Difference between the const and volatile qualifier in C

Const keyword in C programming language

Constants in C can be defined using “const” qualifier. What it means is that memory location whose value cannot be changed during its life time. Lets see an example

int main ()
{
const int x = 10;
printf (“X is %d\n”, x);
x = 5;
printf (“X is %d\n”, x);
return 0;
}

You can see that the above program cannot compile. Because you are assigning value to a const more than once. As I said, its value cannot be changed. You can read the value of a constant as many times as you want, but you can assign its value only once.

Volatile keyword in C programming language

Lets move to “volatile”. To understand the use of volatile qualifier you would have to know multi-threading and some knowledge of Computer Architecture.
Let us first see, how a compiler optimizes a variable. Let us take the help of code below:

int main ()
{
int x;
x = 10;
x++;
return 0;
}

We know that a variable represents a memory location. Hence, x would have some memory location, let it be 1000.

  • The control is first at the Line 1, when compiler will allocate some memory to x, starting at location 1000.
  • Then we get to Line 2. To assign, a value to x. CPU will copy “10” to the memory location to 1000.
  • Similarly, for Line 3, CPU will add 1 to that memory location.

All above operation includes CPU operating on the memory. The problem with this approach is, it is slow, as this would include a lot of Bus communication between CPU and Processor. So, what compiler do is it do some optimizations. These optimizations includes using Registers of a CPU, operating on them and then copying the value from Register to memory when required. Registers are actually the fastest way of communication with a CPU.
So, lets see how compiler will perform with above code using registers.

  • As usual, compiler will first allocate some memory to x, starting at location 1000.
  • When, it encounters Line 2. Compiler thinks that, why use the CPU-Memory communicaton? Why not use the fastest method using Registers? So, it will actually store value 10 into a Register, say A.
  • At Line 3, as value was stored in Register A not in the memory, then it will increment the value inside the Register not memory.
  • If it wants to it can copy the value of Register A back into the memory location of x.

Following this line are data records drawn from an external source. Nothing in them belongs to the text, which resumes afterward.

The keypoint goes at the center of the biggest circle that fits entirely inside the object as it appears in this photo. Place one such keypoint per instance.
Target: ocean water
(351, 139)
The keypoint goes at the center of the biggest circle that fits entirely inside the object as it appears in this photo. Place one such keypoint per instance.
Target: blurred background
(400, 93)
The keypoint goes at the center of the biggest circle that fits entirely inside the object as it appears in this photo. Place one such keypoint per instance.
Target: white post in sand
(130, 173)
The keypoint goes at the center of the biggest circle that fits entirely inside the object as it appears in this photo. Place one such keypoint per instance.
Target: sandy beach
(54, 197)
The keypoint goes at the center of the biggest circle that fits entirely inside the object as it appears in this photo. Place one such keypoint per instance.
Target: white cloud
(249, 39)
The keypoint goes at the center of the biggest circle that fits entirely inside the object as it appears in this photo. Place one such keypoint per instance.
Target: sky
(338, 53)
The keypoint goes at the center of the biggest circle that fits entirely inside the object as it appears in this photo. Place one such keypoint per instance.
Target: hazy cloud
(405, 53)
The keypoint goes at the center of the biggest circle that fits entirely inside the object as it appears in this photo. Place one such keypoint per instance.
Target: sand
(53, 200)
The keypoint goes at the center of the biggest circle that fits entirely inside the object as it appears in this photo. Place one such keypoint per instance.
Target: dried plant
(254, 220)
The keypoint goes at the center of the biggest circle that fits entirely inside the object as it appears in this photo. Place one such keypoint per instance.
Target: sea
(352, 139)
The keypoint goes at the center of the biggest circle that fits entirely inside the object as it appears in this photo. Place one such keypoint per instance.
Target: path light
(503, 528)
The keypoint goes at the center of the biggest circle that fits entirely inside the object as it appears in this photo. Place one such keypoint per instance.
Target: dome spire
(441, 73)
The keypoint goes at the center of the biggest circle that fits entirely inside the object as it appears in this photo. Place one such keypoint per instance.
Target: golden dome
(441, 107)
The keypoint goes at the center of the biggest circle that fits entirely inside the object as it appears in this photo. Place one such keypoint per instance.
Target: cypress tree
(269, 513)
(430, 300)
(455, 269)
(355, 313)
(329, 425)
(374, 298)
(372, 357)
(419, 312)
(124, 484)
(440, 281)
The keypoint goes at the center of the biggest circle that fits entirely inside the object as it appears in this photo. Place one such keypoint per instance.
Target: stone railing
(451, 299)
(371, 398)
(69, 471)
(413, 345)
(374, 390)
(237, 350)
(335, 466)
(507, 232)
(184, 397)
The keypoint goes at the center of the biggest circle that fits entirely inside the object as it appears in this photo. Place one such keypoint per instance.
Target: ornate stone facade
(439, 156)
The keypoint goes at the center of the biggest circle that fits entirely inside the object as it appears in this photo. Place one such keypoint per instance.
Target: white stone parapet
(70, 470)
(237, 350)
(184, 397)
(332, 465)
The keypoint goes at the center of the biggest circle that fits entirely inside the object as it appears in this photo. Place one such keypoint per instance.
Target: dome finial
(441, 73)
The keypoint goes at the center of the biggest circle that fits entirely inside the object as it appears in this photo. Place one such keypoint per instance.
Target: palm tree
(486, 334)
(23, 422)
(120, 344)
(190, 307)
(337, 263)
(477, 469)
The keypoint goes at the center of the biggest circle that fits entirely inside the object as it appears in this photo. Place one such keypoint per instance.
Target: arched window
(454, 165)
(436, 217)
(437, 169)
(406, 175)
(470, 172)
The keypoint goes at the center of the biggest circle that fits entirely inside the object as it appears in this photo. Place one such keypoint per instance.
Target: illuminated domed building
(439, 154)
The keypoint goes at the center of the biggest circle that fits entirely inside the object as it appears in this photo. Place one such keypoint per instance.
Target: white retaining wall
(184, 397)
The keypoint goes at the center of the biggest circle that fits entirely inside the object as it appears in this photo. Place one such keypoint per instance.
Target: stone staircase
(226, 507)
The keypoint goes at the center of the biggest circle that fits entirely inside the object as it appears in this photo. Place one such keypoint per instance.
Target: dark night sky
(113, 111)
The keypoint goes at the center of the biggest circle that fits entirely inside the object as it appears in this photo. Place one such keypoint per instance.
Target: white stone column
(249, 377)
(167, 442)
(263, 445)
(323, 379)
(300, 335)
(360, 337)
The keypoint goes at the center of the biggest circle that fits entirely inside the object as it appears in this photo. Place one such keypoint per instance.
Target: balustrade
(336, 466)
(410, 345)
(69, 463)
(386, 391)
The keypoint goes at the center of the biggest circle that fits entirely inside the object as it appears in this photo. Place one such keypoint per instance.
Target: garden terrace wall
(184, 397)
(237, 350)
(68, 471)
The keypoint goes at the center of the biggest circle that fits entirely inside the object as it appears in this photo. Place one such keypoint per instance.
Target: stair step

Now lets enter into world of MultiCore CPUs and Multithreading. In a MultiCore CPU, there are more than one core. Let us assume there are 2 Cores. Each Core has its own set of Registers. A thread is an independent unit of execution inside a process. With multithreading you can perform more than one tasks simultaneously using more than one threads.
Let us have a program.

int x;
void thread_func ()
{
for (int i = 0; i < 1000; i++)
{
x += 2;
}
}

int main ()
{
pthread_t *th1, *th2;
x = 0;
th1 = pthread_create (thread_func);
th2 = pthread_create (thread_func);
}

Pthread is a POSIX Library to create a thread. Here two threads are created. Both of them runs the same function “thread_func”. In thread_func, x is accessed here x is now global variable. Let two threads are running on two different cores. Let us assume that compiler has done the same optimizations and will use the fast method of Registers.
For Thread 1, th1:

  • At Line 1, of thread_func value of x has been assigned. This value is stored in Register A of Core 1.
  • Then the loop runs and in each iteration of loop, 2 is added to Register A.
  • At the end, 2000 will be added to x through Thread 1.

Similarly for Thread 2, 2000 will be added.
So, at the end we should get the value 4000 (2000 + 2000) isn’t it?
But we will not.
The reason being, x is a global variable and its is accessed by two Threads on two different cores. Each Core will have its own copy of x in the Register. There is no way that Core 1 could know what is the value of x in the Register of Core 2 and vice-versa. To, solve this issue “volatile” qualifier is used.

If Compiler detects a volatile variable (variable declared with “volatile” qualifier), then it will not perform any kind of optimizations over it. Every time, a Core wants to operate on x then it will have to take the value from the memory, then operate on it and then store that value back into the memory. This is the work of “volatile” keyword to tell the compiler not to do optimizations over this variable.

PS:- To get the 4000 result, you would also have to use Thread Synchronization Techniques. Volatile is mostly used with Thread Synchronization.